Last week, I called a local non-profit agency and told the young man who answered the phone that my husband and I had been considering fostering and possibly adopting for a while and had decided to move forward with it.  (In Michigan, foster care is done both by the state Department of Human Services and by various non-profit agencies that contract with the state.  There are four different agencies that we could have chosen to work with besides DHS.)  He scheduled a time to come to our house for an initial interview/orientation—he’s coming a week from today, on Monday, May 18th.

He e-mailed me two questionnaires to fill out and send back to him, one for me and one for Don.  One is 46 pages long and the other is 26 pages.  (I’m doing the longer one since I have more discretionary time.)  Both have personal questions; the longer one also has info about our home and community.  They are the kinds of questions we discussed with our social worker during multiple home study visits the last time we did this.  It seems a little strange to me that they would send them to us before even meeting us (though I got the impression that he sent them because we had already made the decision to do it and he wouldn’t have sent them to someone who was just interested in getting more information).  It’s weird to write out the answers instead of discussing it (though I assume our answers will be discussed in future meetings); it almost feels like they’re asking us to write our own home study.

I dug up our PRIDE training certificates and our old home study to copy for him (it was a challenge—I knew exactly where they were in our old house, but not where they ended up after we moved).  We completed 27 hours of pre-service training in Ontario, whereas Michigan only requires 12.  When I was researching agencies, the supervisor at this agency had told me they should be able to count our Ontario PRIDE training hours.  Flipping through our old home study, it was amazing to realize how much has changed in our lives in the past five years.  We’ve moved twice, Don has graduated and found a job, I am no longer working, D was placed with us and then left, Simon was born, we started homeschooling and then stopped, I left the Catholic church and rejoined the Lutheran church…

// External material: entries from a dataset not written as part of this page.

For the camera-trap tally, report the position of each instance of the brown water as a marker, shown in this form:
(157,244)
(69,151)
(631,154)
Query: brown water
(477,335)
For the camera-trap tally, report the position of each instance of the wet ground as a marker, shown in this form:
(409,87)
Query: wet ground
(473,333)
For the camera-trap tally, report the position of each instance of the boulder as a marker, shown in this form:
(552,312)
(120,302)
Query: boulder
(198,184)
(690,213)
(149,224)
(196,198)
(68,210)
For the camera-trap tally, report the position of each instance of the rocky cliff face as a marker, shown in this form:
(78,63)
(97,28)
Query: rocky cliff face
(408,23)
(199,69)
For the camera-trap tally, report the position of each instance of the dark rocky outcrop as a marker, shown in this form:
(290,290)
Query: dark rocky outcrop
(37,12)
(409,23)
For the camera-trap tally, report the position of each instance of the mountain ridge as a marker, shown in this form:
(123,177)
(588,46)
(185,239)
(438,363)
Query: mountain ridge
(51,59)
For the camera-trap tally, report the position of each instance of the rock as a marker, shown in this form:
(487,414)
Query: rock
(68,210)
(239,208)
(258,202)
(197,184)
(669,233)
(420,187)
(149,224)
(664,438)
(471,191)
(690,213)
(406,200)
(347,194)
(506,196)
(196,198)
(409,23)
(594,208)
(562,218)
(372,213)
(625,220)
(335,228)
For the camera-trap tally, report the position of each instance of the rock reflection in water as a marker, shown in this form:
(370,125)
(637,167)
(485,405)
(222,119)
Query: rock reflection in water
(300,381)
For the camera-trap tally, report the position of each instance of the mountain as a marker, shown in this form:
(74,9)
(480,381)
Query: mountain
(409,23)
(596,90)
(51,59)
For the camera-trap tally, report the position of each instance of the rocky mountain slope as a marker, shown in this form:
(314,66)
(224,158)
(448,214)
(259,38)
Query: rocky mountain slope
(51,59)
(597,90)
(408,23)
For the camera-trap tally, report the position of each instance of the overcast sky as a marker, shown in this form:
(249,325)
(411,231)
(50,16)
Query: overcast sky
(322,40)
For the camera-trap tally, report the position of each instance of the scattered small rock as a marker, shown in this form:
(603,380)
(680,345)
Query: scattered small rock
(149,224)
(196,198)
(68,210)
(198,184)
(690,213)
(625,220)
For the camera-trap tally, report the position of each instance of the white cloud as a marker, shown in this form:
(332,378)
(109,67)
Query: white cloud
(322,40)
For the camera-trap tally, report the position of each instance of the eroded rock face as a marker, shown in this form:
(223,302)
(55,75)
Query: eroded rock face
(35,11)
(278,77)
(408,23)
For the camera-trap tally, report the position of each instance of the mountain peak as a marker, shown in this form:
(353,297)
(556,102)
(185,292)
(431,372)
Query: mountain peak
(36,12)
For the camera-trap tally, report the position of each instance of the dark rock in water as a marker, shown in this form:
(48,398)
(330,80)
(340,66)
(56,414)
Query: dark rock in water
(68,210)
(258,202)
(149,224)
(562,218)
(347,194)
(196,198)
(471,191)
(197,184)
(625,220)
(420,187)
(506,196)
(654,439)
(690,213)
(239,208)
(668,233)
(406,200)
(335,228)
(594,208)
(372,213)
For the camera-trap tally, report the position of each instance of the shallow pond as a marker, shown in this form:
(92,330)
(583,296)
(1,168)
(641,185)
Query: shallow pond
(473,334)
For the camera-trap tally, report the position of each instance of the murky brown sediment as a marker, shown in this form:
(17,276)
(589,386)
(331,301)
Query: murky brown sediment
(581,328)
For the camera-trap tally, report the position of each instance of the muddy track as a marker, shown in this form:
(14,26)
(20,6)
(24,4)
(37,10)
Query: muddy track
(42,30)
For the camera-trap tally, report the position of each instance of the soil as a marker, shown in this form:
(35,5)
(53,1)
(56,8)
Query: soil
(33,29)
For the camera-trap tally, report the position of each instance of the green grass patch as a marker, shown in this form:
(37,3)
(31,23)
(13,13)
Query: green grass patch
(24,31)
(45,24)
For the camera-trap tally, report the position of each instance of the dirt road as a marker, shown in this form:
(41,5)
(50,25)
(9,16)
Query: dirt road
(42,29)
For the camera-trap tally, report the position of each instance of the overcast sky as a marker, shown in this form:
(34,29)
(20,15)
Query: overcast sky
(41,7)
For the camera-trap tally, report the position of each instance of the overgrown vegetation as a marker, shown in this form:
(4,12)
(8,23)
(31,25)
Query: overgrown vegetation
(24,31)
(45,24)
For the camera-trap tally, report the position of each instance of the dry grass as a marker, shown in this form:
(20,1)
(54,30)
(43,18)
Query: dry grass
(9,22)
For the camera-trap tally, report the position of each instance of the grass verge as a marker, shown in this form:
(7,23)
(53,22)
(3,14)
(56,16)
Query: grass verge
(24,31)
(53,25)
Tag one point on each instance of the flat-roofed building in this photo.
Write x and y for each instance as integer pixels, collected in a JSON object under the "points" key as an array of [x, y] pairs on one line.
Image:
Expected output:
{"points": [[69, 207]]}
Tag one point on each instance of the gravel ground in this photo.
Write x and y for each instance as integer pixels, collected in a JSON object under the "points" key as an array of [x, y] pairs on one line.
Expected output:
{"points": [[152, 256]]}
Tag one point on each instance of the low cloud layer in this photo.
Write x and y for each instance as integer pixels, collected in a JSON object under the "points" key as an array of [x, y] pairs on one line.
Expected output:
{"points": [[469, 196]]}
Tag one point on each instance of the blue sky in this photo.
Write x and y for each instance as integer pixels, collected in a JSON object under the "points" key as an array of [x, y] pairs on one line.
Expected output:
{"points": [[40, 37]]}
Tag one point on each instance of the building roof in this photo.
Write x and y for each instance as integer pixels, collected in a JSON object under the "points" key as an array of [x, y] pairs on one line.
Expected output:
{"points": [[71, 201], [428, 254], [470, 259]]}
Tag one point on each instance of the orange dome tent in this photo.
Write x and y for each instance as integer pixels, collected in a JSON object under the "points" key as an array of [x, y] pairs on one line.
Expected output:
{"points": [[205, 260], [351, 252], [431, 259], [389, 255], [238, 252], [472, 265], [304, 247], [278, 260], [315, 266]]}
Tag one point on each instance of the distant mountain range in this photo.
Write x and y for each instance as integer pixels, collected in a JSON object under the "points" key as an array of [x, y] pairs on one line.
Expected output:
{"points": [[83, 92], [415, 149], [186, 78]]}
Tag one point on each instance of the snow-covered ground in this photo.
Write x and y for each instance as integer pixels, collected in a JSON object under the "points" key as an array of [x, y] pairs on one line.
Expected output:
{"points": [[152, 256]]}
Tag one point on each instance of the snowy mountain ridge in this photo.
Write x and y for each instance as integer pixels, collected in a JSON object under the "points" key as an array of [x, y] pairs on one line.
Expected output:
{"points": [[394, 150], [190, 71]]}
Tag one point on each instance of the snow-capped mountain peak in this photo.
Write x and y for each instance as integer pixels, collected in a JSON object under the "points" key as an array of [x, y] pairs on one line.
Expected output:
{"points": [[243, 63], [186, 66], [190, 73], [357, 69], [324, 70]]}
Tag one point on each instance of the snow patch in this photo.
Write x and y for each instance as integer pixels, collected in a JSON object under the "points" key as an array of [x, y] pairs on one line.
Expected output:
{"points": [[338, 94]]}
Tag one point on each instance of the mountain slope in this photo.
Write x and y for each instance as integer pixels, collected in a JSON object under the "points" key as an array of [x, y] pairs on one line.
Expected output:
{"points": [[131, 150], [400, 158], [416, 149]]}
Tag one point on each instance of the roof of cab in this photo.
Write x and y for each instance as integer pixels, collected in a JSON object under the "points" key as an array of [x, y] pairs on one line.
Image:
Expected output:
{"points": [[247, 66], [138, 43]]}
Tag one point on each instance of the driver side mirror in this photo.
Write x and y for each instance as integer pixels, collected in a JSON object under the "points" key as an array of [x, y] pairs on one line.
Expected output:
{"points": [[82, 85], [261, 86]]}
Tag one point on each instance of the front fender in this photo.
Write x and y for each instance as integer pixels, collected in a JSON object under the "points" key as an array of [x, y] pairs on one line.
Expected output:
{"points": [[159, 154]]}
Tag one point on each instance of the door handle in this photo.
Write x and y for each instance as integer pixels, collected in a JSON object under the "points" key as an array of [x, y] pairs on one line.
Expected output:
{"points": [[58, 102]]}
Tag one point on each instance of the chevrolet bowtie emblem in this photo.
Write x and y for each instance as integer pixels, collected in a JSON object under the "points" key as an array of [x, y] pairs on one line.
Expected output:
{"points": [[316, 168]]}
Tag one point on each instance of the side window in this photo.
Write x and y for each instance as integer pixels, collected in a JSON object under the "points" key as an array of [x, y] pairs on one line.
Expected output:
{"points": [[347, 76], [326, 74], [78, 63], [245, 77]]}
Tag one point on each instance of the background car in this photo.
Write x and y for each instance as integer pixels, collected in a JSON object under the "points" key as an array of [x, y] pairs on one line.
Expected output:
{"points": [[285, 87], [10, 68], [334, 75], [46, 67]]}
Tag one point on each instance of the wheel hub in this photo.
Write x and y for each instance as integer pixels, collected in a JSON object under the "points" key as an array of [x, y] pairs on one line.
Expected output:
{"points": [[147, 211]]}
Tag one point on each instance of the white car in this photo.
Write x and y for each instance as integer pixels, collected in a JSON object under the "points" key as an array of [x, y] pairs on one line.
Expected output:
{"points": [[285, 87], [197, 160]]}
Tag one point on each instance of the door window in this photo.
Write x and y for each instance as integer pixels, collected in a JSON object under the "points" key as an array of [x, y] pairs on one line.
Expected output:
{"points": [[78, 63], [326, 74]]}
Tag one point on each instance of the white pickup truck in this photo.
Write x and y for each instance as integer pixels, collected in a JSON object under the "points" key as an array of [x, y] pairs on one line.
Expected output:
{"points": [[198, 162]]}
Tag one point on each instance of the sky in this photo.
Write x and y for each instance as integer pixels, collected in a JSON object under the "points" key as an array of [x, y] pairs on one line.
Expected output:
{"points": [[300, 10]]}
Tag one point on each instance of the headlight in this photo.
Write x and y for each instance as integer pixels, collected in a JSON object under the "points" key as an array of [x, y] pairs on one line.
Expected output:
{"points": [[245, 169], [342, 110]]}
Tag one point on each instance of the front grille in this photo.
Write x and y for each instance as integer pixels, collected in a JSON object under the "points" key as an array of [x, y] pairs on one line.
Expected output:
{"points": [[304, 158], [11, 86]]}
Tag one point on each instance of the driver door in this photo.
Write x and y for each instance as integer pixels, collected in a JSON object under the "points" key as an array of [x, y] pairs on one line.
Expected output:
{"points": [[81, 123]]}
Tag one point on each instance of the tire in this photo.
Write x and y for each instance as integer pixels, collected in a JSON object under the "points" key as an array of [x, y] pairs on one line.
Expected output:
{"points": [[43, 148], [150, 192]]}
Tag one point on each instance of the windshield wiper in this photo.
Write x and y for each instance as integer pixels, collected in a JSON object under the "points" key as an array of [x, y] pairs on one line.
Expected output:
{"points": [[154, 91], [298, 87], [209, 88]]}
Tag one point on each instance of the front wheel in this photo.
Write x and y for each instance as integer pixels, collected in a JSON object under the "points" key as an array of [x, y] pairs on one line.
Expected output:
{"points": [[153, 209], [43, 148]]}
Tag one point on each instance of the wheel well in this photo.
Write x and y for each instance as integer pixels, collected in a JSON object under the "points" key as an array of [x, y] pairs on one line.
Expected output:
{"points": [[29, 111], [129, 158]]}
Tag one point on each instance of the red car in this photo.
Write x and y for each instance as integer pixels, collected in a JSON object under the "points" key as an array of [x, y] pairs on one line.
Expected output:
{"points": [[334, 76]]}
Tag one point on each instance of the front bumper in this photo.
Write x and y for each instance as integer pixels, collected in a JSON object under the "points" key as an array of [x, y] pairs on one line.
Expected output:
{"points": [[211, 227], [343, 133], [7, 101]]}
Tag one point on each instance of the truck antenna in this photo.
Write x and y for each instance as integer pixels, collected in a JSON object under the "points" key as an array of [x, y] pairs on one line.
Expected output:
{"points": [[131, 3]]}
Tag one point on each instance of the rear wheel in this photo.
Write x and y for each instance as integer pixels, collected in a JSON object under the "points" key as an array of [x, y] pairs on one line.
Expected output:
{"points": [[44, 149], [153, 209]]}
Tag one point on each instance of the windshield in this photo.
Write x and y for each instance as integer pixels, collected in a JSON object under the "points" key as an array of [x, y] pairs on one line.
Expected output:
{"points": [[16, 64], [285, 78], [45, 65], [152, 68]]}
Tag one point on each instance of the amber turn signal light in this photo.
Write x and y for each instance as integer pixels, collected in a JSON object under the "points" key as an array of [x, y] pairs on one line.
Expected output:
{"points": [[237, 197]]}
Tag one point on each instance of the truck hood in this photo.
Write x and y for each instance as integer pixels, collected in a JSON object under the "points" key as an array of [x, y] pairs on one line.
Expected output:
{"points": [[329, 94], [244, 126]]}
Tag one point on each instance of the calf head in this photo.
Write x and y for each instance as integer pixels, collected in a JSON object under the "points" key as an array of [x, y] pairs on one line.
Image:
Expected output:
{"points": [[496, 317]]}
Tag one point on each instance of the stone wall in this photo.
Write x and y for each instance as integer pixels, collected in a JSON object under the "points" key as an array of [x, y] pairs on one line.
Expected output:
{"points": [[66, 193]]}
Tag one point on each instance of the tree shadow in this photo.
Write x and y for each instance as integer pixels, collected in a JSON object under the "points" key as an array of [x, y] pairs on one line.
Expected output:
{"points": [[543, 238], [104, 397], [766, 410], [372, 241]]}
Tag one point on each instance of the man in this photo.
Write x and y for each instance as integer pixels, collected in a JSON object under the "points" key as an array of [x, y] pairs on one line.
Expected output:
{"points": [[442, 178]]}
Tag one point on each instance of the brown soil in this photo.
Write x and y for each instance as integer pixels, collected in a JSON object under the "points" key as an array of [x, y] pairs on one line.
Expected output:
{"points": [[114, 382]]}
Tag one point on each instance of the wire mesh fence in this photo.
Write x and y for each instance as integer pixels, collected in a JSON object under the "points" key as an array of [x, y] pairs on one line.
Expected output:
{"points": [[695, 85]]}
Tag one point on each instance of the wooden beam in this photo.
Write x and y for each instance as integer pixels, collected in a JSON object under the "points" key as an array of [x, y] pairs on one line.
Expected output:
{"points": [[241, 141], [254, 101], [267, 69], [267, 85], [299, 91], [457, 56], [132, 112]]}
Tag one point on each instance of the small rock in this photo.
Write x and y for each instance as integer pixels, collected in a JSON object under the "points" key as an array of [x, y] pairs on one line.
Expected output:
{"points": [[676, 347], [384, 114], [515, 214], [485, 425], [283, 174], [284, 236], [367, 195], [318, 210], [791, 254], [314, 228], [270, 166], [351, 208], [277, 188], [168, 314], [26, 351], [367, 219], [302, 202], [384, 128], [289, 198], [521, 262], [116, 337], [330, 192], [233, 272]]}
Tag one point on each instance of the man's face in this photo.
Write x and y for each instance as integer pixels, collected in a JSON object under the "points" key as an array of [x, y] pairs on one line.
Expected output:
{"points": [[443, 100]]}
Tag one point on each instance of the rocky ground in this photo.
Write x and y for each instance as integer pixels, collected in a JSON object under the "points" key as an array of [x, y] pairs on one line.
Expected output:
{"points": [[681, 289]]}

It took a year after D left us before I was able to consider adopting again, and longer for Don.  After what we had been through, it just seemed too risky.  However, even just after D left, I thought that foster care might be a good fit for us.  The fact that we accepted D’s placement with the intention to adopt him and then decided not to adopt him is the reason that experience feels so much like a failure.  If we had only been a foster family, without the expectation for adoption, our experience with him would feel like a great success.  We helped him grieve the loss of his birth family after he moved into our home, helped him maintain a relationship with his grandmother (which whom he had been living), helped him grow and develop in many ways, and helped him transition to his forever family.  Now that Don has made it through his first school year in his new job, Simon is three and somewhat more independent, and Peter is in school instead of homeschooled, we feel that we have the time and energy to support a child placed with our family.  Although we may decide to adopt eventually, we aren’t seeking a placement with the intention of adopting.  Foster care seems less risky to us and it’s still a way to have a positive impact on the life of a child.

Taking our first steps on this new venture calls to mind one of my favorite prayers, which comes from the morning prayer service in the Lutheran Book of Worship:

Lord God, you have called your servants to ventures of which we cannot see the ending, by paths as yet untrodden, through perils unknown.  Give us faith to go out with good courage, not knowing where we go, but only that your hand is leading us and your love supporting us; through Jesus Christ our Lord.  Amen.